California train agency fined $650,000 for deaths
SAN FRANCISCO — Regulators fined the San Francisco Bay Area’s transit agency $650,000 on Thursday for safety failures that led a commuter train to strike and kill two workers inspecting track five years ago during a union strike. The California Public Utilities Commission also placed the Bay Area Rapid Transit agency on three years of probation. The commission said the fine would double if BART commits any safety violations during that period.
BART spokeswoman Alicia Trost said the agency was reviewing the decision, which nearly triples a $220,000 fine ordered by a judge last year. BART and staff members of the commission’s Safety and Enforcement Division both appealed the judge’s order to the five-member commission.
Commissioner Liane M. Randolph said regulators increased the fine because the safety failures were “egregious” and BART’s response to the investigation was inadequate.
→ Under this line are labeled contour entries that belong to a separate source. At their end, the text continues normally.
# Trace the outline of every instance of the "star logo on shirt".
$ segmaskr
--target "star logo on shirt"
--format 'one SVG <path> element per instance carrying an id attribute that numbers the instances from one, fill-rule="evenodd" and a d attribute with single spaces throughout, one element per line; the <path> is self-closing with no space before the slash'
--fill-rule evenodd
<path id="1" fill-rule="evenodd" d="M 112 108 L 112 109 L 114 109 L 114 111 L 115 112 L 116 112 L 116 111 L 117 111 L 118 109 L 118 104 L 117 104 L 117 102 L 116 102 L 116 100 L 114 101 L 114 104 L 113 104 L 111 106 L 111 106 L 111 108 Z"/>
“BART’s degree of wrongdoing, particularly the safety rule violations discussed above, are most troubling,” Randolph wrote in the decision.
Randolph noted that BART was more than 16 months late in producing its accident report and its “corrective-action plan” was only two pages long and submitted four years after the accident.
Trost said BART has spent $2 million upgrading its safety barrier and plans an additional $4 million in improvements. She said the agency has overhauled its safety policies since the accident.